İsrail'in Hizbullah'a Karşı e-Savaşı

Cemal Meselmani tarafından thecradle.co adlı internet sitesinde kaleme alınan “İSRAİL'İN E-SAVAŞI: LÜBNAN DİRENİŞİNİ YOK ETMEK İÇİN AKILLI TELEFONLAR KULLANMAK” başlıklı yazıyı siz kıymetli okuyucularımız için çevirdik. 

05 Mart 2024
İsrail'in Hizbullah'a Karşı e-Savaşı

Son zamanlarda, İsrail'in Tel Aviv'in güney Lübnan'a yönelik askeri saldırganlığıyla bağlantılı olarak mobil cihazların gözetlenmesi ve izlenmesi konusundaki yeteneklerini detaylandıran bir raporun telaşı var. 

Genellikle insansız hava araçları veya savaş uçakları tarafından hedefli suikastları içeren bu gizli operasyonlar, Aksa Tufanı'nın başlatılmasından bir gün sonra Filistin direnişini desteklemek için sınır ötesi operasyonlara katılan Lübnanlı direniş savaşçıları arasında cep telefonlarının (hem akıllı telefonlar hem de normal cihazlar) varlığından yararlanılarak gerçekleştirildi. 

İsrail istihbaratı, GPS özellikli akıllı saatler de dahil olmak üzere bu cihazlardan gelen verileri, hedeflerin yerlerini belirlemek ve savaşçıların hareketlerini izlemek için kullanıyor. 

Ek olarak, İsrail'in, teknoloji kullanımlarının yarattığı risklerin tam olarak farkında olmayabilecek direniş savaşçılarının arkadaşlarının ve ailelerinin sahip olduğu cihazları kullandığına dair raporlar var.

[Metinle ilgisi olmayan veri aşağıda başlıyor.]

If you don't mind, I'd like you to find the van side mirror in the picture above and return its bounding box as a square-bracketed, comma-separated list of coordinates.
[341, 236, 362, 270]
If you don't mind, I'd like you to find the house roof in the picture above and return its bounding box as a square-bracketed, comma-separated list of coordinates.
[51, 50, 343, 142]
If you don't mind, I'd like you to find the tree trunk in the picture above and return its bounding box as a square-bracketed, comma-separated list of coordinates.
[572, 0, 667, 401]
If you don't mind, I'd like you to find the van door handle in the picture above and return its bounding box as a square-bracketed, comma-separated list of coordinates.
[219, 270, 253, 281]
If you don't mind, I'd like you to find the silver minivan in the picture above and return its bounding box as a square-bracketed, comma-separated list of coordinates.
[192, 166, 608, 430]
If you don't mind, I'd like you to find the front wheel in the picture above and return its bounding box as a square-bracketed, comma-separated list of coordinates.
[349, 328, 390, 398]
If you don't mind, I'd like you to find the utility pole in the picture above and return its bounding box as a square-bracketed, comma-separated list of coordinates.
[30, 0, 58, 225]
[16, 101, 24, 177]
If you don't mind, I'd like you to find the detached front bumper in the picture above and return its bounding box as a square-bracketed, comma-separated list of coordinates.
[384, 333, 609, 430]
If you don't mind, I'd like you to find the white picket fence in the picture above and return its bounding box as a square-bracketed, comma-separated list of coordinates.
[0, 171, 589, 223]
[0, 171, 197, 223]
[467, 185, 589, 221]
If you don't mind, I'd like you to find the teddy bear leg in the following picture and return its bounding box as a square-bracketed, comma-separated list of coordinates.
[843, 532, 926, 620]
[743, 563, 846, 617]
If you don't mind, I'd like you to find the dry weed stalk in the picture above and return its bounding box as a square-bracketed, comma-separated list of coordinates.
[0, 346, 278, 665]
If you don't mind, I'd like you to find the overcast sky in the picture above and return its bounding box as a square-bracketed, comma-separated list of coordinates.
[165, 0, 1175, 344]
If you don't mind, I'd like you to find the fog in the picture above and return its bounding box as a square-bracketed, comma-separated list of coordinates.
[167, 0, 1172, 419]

Bu farkındalık eksikliği, İsrail istihbaratının internete bağlı akıllı TV'ler veya veri ileten diğer elektronik cihazlar gibi elektronik yollarla bilgi toplamasının yollarını açıyor. 

Bu güvenlik açığı, 13 Şubat'ta yaptığı bir konuşmada güneydeki partizanlarını "casus cihaz" olarak tanımladığı akıllı telefonları "atmaya" çağıran Hizbullah Genel Sekreteri Hasan Nasrallah tarafından fark edildi.

Gözetim taktikleri ve aldatma stratejileri

İsrail'in, savaşçılar hakkında kişisel ve meta veri toplamak için sahte çevrimiçi kişilikler oluşturmak da dahil olmak üzere bir dizi taktik kullandığı biliniyor. Bu bilgiler, gelişmiş teknolojik sistemler ve yapay zeka ile birleştiğinde, bireylerin belirlenmesine ve hedeflenmesine yardımcı olur.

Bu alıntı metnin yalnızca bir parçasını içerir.